In large part because of Fred Bass. He’s pretty much the human analogue for the store’s gray column. His father, Ben, founded the Strand around the corner in 1927, and he was born in 1928. Ask him about his childhood, and he recalls going on buying trips on the subway with his father, hauling back bundles of books tied with rope that cut into his hands. (“Along the line, we got some handles.”) Ask him about the 1970s, and he’ll tell you about hiding cash in the store because it was too dangerous to go to the bank after dark.
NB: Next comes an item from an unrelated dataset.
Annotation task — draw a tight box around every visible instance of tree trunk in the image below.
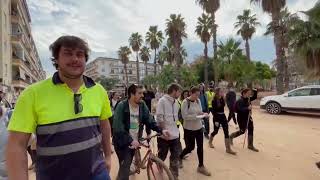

He’s 86, and he still makes buying trips, though mostly not by subway. “Part of my job is going out to look at estates — it’s a treasure hunt.” New York, to him, “is an incredible source — a highly educated group of people in a concentrated area, with universities and Wall Street wealth. The libraries are here.” Printed and bound ore, ready to be mined.
Four days a week, he’s on the main floor, working the book-buying desk in back. Stand there, and you’ll see the full gamut of New York readers. Critics and junior editors, selling recent releases. Academics. Weirdos. “Book scouts,” who pan for first-edition gold at yard sales and on Goodwill shelves. They walk in with heavy shopping bags and leave with a few $20s. Usually fewer than they’d hoped: The Strand rejects a lot, because unsalable books are deadweight. Whatever arrives has to go out quickly. “Our stock isn’t stale,” Bass says. “You come in, and there’ll be new stuff continually.” Slow sellers are culled, then marked down, then moved to the bargain racks outside, then finally sold in bulk for stage sets and the like.